Nunca olvidaré aquellos veranos de soledad y falta de juegos. El tiempo era el único que tenía la palabra en el denso espacio de las tardes. Ella y yo, sentadas en el mirador del dormitorio principal, esperábamos la llegada del anochecer mientras iban encendiéndose uno a uno los faroles en la calle. La animación en el exterior contrastaba con las carencias en la casa. Era ese el momento en el que mi abuela aprovechaba para indoctrinarme con insinuaciones y palabras a medio decir, que me hacía presentir una censura sin voz hacia los que no estaban.
Poco a poco desaparecían los contornos hasta quedarnos envueltas por las sombras. En la mudez de la habitación sólo se percibía el bisbiseo de la devoción de mi abuela, y en un rincón una mariposa de luz iluminaba una capillita que guardaba una imagen de la Virgen del Pilar, de la que ambas llevábamos el nombre. Cuando llegaba el momento me hacía traer el rosario y abrir las puertas a aquella especie de caja de sorpresas. Allí, resaltando sobre el fondo de terciopelo blanco estaba la imagen de la Madre con el Niño. Recordatorios de Primera Comunión, estampas de santos y diversos recuerdos rodeaban el pilar de la Virgen. ¿Qué atractivo podía tener aquella capillita para compensar los límites impuestos, la falta de mar, la ausencia de los hermanos ... o era quizás la infantil esperanza de que alguna vez sería mío ese objeto tan deseado? A esto me faltará siempre la respuesta.

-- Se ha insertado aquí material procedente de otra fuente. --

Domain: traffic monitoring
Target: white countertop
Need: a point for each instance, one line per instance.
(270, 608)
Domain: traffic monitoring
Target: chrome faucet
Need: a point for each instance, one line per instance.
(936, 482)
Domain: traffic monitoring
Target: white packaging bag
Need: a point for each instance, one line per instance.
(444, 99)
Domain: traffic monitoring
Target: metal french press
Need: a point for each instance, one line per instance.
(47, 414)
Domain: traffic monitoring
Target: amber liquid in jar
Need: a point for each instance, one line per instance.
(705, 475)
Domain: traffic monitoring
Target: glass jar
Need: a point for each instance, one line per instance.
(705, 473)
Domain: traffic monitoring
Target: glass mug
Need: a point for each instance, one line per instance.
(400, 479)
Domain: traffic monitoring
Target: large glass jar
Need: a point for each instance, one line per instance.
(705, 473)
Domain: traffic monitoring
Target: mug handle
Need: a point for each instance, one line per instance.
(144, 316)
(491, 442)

Aquel fue el último de una serie de veranos que pasé junto a mi abuela, la última vez que la vi. También fue la última vez que estuve cerca de aquella capillita de la Virgen que puso su imagen en mi soledad. Unos años después ella murió y unas manos ávidas desgarraron las ramas de un árbol que ya había empezado a perder sus raíces. Por eso tuve que volver para intentar recuperar aquel recuerdo que aún balbuceaba desde las sombras, pero ya no había nada que me hablara de las circunstancias y del carácter de unas vidas: de la capillita de la Virgen del Pilar no he vuelto a saber ninguna cosa.